Research has shown that spending time on social media isn’t necessarily bad; users can generate a sense of kinship by actively participating in discussions and offering feedback and support. But that finding seemed to hold more weight prior to 2020, when the internet existed in tandem with people’s fuller lives. For the characters in Eddington, as it was for many of us living in America that year, there is nowhere to turn to but the conspiratorial thinking, heated debates, and endless updates online.

At one point, Joe barrels through a crowd of people chanting social-justice slogans while brandishing a ring light like it’s a weapon—an absurd image that conveys the disconnect between his actual and digital lives. Joe is a meek man: He struggles to express himself to his wife, who prefers not to be touched by him; he’s desperately outmatched in the mayoral race by the popular Ted; and only his two deputies seem to respect his authority as sheriff. For him, the emergency becomes an opportunity to project a more confident version of himself online. Yet in his quest to become Eddington’s most admired townsperson, Joe ends up trapped in a nightmare of his own making. “Is this what I’m supposed to do?” he cries when violence breaks out. Nobody answers, because nobody knows; his reality has become a void.

[Read: The year that changed the internet]

Joe’s despair reminded me of a conversation my colleague Charlie Warzel had with the writer and technology theorist L. M. Sacasas in 2022. They’d discussed why being on the internet can make people feel stuck in a loop of doom and confusion. Sacasas explained that the present is never the point of social-media engagement—that posting requires being reactive, thereby turning social-media users into the perfect vessels for propagating conflict. “What we’re focused on is not the particular event or movement before us, but the one right behind us,” Sacasas said then. “As we layer on these events, it becomes difficult for anything to break through.” Information, as a result, becomes abstracted into tangents. “We’re caking layers of commentary over the event itself,” Sacasas added, “and the event fades.”

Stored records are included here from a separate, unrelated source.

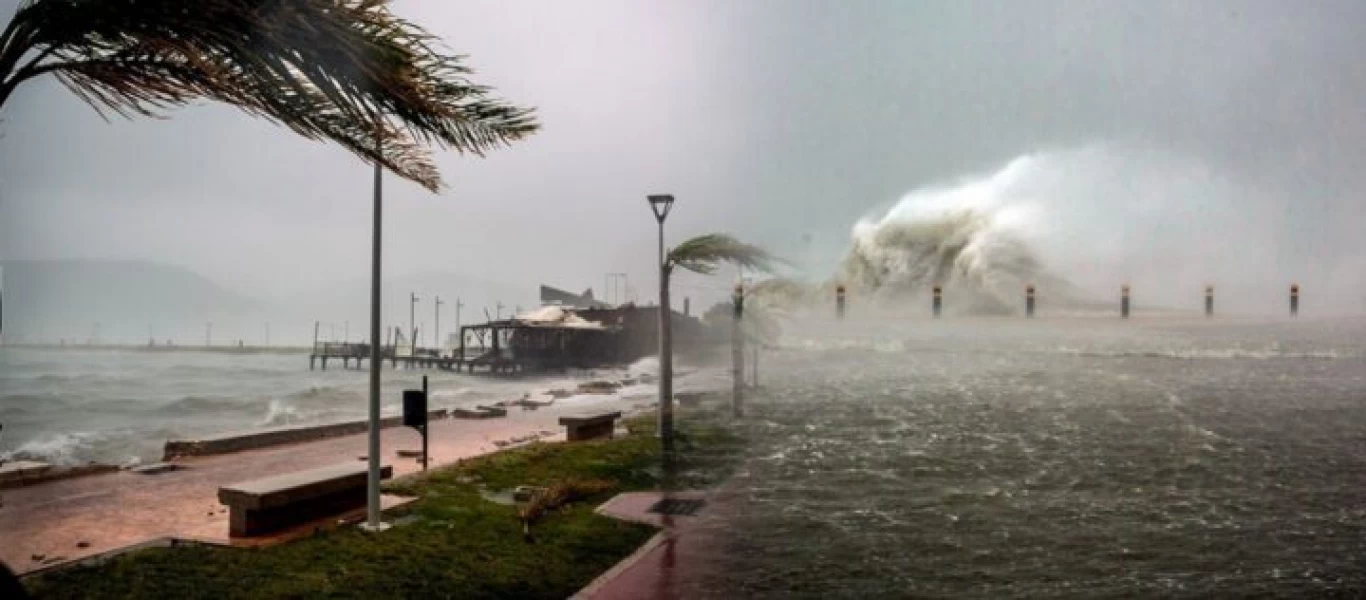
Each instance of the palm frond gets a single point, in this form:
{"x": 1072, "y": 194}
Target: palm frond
{"x": 336, "y": 70}
{"x": 705, "y": 253}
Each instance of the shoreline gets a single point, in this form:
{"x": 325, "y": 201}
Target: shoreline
{"x": 70, "y": 520}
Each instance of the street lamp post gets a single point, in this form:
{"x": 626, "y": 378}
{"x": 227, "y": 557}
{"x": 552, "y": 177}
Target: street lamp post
{"x": 413, "y": 325}
{"x": 436, "y": 335}
{"x": 660, "y": 204}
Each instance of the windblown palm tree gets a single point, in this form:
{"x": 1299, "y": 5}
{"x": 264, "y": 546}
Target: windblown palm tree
{"x": 346, "y": 71}
{"x": 702, "y": 254}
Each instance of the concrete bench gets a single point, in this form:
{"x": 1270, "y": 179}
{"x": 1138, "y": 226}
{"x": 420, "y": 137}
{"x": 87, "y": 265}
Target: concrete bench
{"x": 589, "y": 425}
{"x": 273, "y": 503}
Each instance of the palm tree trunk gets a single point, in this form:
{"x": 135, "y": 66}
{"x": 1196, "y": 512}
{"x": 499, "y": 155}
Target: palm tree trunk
{"x": 738, "y": 358}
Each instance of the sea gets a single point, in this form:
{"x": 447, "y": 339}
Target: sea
{"x": 1154, "y": 457}
{"x": 1164, "y": 455}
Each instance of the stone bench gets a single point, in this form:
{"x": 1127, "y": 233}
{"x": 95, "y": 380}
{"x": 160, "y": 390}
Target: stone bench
{"x": 589, "y": 425}
{"x": 273, "y": 503}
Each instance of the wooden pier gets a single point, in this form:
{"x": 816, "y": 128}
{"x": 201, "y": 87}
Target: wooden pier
{"x": 353, "y": 356}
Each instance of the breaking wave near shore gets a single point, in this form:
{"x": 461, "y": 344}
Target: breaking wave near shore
{"x": 1077, "y": 224}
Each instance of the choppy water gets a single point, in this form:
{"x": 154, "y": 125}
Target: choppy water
{"x": 74, "y": 406}
{"x": 1001, "y": 458}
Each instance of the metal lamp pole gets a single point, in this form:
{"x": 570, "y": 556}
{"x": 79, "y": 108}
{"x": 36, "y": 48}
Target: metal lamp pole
{"x": 660, "y": 204}
{"x": 413, "y": 325}
{"x": 436, "y": 335}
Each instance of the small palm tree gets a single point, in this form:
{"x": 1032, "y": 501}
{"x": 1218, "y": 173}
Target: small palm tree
{"x": 346, "y": 71}
{"x": 702, "y": 254}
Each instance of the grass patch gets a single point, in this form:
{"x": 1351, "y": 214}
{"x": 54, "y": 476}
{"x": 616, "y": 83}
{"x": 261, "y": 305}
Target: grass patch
{"x": 458, "y": 544}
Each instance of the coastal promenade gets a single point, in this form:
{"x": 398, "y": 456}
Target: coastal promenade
{"x": 68, "y": 520}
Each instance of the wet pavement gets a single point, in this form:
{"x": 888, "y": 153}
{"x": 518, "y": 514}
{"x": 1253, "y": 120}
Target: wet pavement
{"x": 62, "y": 521}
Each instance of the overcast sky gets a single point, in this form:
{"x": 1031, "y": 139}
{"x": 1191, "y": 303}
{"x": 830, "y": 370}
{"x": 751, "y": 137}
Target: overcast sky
{"x": 767, "y": 119}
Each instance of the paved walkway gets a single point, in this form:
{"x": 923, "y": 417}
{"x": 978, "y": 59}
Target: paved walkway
{"x": 663, "y": 566}
{"x": 74, "y": 518}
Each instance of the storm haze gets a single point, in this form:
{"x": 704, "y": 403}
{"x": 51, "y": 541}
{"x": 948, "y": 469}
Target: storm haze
{"x": 1161, "y": 144}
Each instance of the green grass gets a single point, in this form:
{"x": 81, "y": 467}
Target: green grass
{"x": 454, "y": 543}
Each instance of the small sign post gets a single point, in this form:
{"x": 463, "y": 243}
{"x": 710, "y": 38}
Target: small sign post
{"x": 415, "y": 413}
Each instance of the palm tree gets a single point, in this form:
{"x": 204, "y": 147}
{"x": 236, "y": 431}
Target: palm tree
{"x": 702, "y": 254}
{"x": 346, "y": 71}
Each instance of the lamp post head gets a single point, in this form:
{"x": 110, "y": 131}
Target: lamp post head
{"x": 661, "y": 204}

In Eddington, COVID becomes a mere footnote to the events unfolding throughout the town—Joe doesn’t even check his test results when he starts exhibiting symptoms. What he continually responds to instead is the stress built up as a result of the pandemic; he’s left playing catchup to scuffles happening around Eddington, unraveling emotionally as the days pass. The film never interrogates why the early pandemic led to so many ideological conflicts, but it suggests that the prognosis is bleak for those who continue to venture too far into the internet’s noxious rabbit holes. Being too online, in other words, can be its own kind of sickness.